Das Grauen

Apocaplypse Now (USA 1979)

Die durch die Hölle gehen (The Deer Hunter, USA 1978)

 

Da liegt ein Mann im Sterben, und sein Blick geht weit in die Ferne und zugleich direkt in die Seele seines Seins, und was er erblickt, sind seine letzten Worte: Das Grauen! Das Grauen!” Heart of Darkness ist Joseph Conrads Novelle aus dem Jahr 1899 betitelt, und geradewegs ins Herz dieser Finsternis begibt sich Marlow, der Erzähler, auf seiner Reise den Kongo hinauf. Er ist auf der Suche nach Kurtz, dem Leiter der äußersten Station für den Handel mit Elfenbein. Die Schiffsfahrt dorthin gerät zum veritablen Alptraum in die Schrecken kolonialer Ausbeutung und Grausamkeiten. Marlow versteht die Welt nicht, die ihn hier umgibt, und Kurtz, dem Fieberkranken, dem Sterbenden, dem Diktator der Dschungels, ist das Verständnis für jegliche Realität längst abhanden gekommen. In seinen letzten gehauchten Worten verdichtet sich ihm seine Existenz zur Einsicht in die Abgründe des Wahnsinns.

The horror! The horror!”, sind auch Marlon Brandos letzte Worte, die Szenerie hat sich vom Belgisch-Kongo der Kolonialzeit zum Vietnamkriegsszenario der 1970er-Jahre gewandelt. Für seine freie filmische Adaption der Inszenierung des Irrsinns des Krieges entwickelt Francis Ford Coppola eine verzerrte Spiegelung jener Verzweiflung, die Conrads Text kennzeichnet, und findet dafür Bilder der Steigerung und Vertiefung, wenn er etwa zum Score des Wallkürenritts einen Strandabschnitt bombardieren lässt, um das ungestörte Surfen der GIs abzusichern: I love napalm in the morning.”

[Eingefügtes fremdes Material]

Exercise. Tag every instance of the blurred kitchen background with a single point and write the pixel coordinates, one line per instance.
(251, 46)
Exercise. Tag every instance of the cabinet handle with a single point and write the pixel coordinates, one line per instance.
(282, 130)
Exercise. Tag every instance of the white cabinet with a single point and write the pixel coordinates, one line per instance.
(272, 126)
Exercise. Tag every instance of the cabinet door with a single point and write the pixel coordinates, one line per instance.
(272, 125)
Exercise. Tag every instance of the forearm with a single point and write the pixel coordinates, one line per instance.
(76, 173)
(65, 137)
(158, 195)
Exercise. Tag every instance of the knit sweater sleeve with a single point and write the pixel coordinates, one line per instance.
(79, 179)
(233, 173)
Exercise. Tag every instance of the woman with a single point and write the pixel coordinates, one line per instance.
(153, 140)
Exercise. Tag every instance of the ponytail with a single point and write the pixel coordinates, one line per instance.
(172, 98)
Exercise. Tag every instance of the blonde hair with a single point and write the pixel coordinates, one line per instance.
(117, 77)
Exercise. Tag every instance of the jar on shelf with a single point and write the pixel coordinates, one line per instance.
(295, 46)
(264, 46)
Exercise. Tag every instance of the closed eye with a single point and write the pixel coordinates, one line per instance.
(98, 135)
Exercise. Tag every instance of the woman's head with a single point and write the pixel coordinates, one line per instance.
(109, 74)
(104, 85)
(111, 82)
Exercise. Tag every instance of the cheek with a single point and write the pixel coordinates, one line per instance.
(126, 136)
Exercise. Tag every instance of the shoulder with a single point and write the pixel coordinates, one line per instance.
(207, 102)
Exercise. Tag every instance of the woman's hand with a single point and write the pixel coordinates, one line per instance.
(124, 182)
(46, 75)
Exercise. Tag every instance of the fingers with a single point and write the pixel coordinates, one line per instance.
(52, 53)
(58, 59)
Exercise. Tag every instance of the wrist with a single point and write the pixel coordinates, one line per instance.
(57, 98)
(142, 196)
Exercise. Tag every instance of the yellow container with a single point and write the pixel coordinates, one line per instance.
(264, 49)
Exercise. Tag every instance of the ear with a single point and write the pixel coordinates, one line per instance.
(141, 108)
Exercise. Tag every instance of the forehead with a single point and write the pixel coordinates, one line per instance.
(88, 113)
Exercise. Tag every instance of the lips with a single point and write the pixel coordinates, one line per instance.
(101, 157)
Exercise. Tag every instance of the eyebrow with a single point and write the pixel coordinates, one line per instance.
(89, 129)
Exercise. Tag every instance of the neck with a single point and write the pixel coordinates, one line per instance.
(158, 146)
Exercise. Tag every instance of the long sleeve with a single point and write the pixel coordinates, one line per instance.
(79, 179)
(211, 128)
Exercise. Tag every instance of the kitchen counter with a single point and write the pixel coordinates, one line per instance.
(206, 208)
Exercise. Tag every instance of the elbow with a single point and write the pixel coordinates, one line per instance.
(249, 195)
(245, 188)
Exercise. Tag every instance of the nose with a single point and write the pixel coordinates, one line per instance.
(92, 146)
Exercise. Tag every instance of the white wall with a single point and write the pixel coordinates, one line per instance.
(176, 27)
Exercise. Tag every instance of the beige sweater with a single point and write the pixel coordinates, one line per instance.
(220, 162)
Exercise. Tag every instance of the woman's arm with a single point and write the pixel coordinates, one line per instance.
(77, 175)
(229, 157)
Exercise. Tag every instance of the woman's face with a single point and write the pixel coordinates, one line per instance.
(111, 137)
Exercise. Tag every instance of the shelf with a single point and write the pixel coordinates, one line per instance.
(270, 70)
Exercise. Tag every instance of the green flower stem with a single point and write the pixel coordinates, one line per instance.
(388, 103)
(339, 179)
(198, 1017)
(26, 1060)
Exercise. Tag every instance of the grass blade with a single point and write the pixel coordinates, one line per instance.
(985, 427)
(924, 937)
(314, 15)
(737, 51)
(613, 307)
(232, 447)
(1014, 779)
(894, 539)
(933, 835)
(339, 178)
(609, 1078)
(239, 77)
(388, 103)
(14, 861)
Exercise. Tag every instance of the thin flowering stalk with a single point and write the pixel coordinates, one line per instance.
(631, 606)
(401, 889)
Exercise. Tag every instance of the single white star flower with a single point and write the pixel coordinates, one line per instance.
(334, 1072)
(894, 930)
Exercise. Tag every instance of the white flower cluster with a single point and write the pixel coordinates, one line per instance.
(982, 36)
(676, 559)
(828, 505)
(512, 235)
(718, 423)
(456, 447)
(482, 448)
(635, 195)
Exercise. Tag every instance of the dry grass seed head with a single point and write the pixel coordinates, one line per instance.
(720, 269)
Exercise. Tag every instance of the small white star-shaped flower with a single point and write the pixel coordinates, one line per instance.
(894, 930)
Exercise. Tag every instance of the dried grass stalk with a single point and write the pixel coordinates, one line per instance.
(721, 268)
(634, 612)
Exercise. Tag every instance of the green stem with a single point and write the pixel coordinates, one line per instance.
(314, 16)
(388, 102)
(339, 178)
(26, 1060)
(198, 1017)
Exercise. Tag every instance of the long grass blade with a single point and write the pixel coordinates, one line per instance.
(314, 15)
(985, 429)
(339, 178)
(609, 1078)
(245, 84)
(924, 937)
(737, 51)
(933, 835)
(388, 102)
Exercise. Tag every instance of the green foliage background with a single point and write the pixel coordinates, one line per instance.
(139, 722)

Martin Sheen erhält als Soldat namens Willard den Auftrag, den abtrünnigen, angeblich wahnsinnigen Colonel Kurtz zu töten. Per Patrouillenboot gelangt er zu dessen Dschungelversteck, wo Kurtz wie ein König herrscht. Freud nannte das Unbewusste das „innere Ausland“, und in dieser gedanklichen Linie interpretiert Udo Wolten das Reisemotiv in Conrads Erzählung als Verweis auf die Vergeblichkeit der Zuflucht in die Eindeutigkeit eines übersteigerten, abstrakten Selbstideals. Die Umstände, die zur Zerstörung eines solches Idealbildes  führen, schildet Marlon Brandos Kurtz in seinem berühmten Horror-Monolog. Einem Golem gleich taucht sein kahler Schädel immer wieder im gespenstischen Flackern des Feuers aus den Schatten auf, die ihn im nächsten Moment schon wieder zu verschlingen drohen, umklammert von all den Schrecken, die ihn heimsuchen, gleichzeitig unberechenbar und tödlich, als er nuschelnd, kauend, irgendwie jenseitig und sonst wo als an diesem Ort und zu dieser Zeit, von seinem Einsatz bei einer Polio-Impfaktion berichtet: I’ve seen horrors, horrors that you’ve seen. But you have no right to call me a murderer. You have a right to kill me. You have a right to do that, but you have no right to judge me.“ Der Fraß in Kurtz’ Seele, als er des Haufens von Armen angesichtigt wird, die den eben erst geimpften Kindern nach dem Abzug der amerikanischen Soldaten abgehackt wurden, spiegelt sich in seinen Augen und zieht uns direkt hinein in seine schreckliche, die fast unaussprechliche Schlussfolgerung: Zehn Divisionen solcher Männer würden ihm genügen und der Krieg wäre bald ausgestanden, denn: „You have to have men who are moral ... and at the same time who are able to utilize their primordal instincts to kill without feeling ... without passion ... without judgement ... without judgement. Because it’s judgement that defeats us.   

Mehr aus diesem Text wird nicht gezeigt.